Tax aspects of Brazil’s Judicial Reorganisation Law
Fernanda Sampaio, Bruno Santo and Camila Somadossi of Finocchio & Ustra discuss changes to the Judicial Reorganisation Law from a tax perspective.
On March 18 2021, the Brazilian Congress analysed the vetoes made by President Jair Bolsonaro to the provisions of Law 14,122/2020, approved on December 24 2020, which made important changes to the Judicial Reorganisation Law (Law 11,011/05).
In total, 12 of the 14 presidential vetoes were overruled by Congress, and two of them (Article 6-B and Article 50-A) are specifically relevant from a tax perspective.
The first refers to the possibility of fully using taxes losses, without the 30% limitation, over net income resulting from capital gains from the disposal of fixed assets or rights by the legal entity under judicial reorganisation.
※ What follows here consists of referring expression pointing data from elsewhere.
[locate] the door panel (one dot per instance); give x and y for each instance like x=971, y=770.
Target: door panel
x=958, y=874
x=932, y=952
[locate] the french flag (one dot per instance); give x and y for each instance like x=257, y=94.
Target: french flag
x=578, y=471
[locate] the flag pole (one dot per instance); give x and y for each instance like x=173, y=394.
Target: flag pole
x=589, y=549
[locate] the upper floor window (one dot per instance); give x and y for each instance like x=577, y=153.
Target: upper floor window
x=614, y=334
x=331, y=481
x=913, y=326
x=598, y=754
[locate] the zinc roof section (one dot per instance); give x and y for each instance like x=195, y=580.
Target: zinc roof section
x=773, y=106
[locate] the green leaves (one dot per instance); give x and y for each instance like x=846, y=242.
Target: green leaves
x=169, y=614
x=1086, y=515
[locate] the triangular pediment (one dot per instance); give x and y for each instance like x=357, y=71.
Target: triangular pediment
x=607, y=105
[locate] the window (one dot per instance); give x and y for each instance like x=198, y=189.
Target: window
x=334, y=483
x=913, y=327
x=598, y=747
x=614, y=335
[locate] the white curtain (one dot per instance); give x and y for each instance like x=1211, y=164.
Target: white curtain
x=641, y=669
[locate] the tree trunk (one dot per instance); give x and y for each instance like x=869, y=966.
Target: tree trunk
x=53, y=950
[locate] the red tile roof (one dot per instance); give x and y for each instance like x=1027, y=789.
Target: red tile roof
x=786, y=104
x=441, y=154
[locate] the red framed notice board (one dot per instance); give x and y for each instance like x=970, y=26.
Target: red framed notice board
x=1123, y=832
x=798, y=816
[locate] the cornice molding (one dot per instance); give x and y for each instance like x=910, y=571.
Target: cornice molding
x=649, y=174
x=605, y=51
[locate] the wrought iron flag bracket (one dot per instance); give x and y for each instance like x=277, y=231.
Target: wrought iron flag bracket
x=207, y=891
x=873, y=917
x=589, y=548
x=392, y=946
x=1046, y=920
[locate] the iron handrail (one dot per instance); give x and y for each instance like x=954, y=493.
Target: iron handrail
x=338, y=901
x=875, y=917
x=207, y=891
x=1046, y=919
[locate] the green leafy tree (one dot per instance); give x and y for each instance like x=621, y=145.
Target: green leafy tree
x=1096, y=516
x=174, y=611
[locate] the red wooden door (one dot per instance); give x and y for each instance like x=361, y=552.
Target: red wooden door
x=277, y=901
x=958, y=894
As an exception, this does not apply for capital gains resulting from transactions with related entities and with an individual who is a controlling shareholder, partner, owner, or administrator of the legal entity which is the debtor.
Such a measure is unprecedented and will certainly impact taxpayers that are undergoing judicial reorganisation, who usually have significant amounts of tax losses but without taxable events that allow them to offset these losses.
Discount on debts
The second veto is related to the taxation of the discount on debts obtained by companies under judicial reorganisation, a widely debated and controversial issue in the tax environment.
With this change, the legislation guarantees that the revenue obtained by the debtor is not taxed by the Contribution for the Social Integration Program (PIS) and the Contribution for the Financing of Social Security (COFINS).
The doctrine and the jurisprudence on the matter already adhere to this understanding, under the argument that a ‘debt forgiveness’ cannot be treated as revenue for PIS/COFINS tax purposes, however the provision is important due to the fact that the Brazilian Federal Tax Authorities usually impose tax-deficiency notices on these cases.
Regarding corporate income tax (IRPJ) and the social contribution on net profit (CSLL) for companies that elect the actual profit method (lucro real), since taxable income is determined based on the accounting profit, adjusted by additions and exclusions as provided by law and, therefore, should be taxed for IRPJ/CSLL.
The changes made to the Judicial Reorganisation Law substantiated the understanding that the discount on the debt must be taxed by the IRPJ and CSLL when the debtor opts for the actual profit, however, it brings an important advance by allowing that this gain can be offset against tax losses and the negative base of the CSLL in an unlimited manner, without being subject to the 30% limit.
Despite remaining subject to IRPJ and CSLL taxation, it is certain that this measure brings a relief to companies under judicial reorganisation, since they can now fully offset their gains from debt renegotiations against accumulated tax losses and negative bases of CSLL.
The new legislation makes it clear that the expenses corresponding to the obligations assumed in the judicial reorganisation plan are deductible in determining the taxable income and the CSLL calculation basis, as long as they have not been previously deducted.
The changes listed above do not apply in the case of debts with a related legal entity (parent, controlled, associated or interconnected company) and with an individual who is a controlling shareholder, partner, owner, or administrator of the debtor legal entity.
Such changes are positive for companies undergoing a judicial reorganisation plan and are in line with the purpose of the judicial recovery institute, which aims to "make it possible to overcome the debtor's economic and financial crisis situation, in order to allow the maintenance of the production source, the workers' jobs and the creditors' interests, thus promoting the preservation of the company, its social function and the stimulation of economic activity", as provided in Article 47 of Law 11,101/2005.
It seems neither logical nor reasonable for the federal government to neutralise or reduce the effect of its main measure in order to achieve the purpose of the rule, which is to grant special terms and conditions for payment of obligations due and falling due, demanding taxation on the discounts obtained.
There is no doubt that the changes promoted by Law 14.112/20 are essential for the many companies that are trying to get back on their feet during a global pandemic.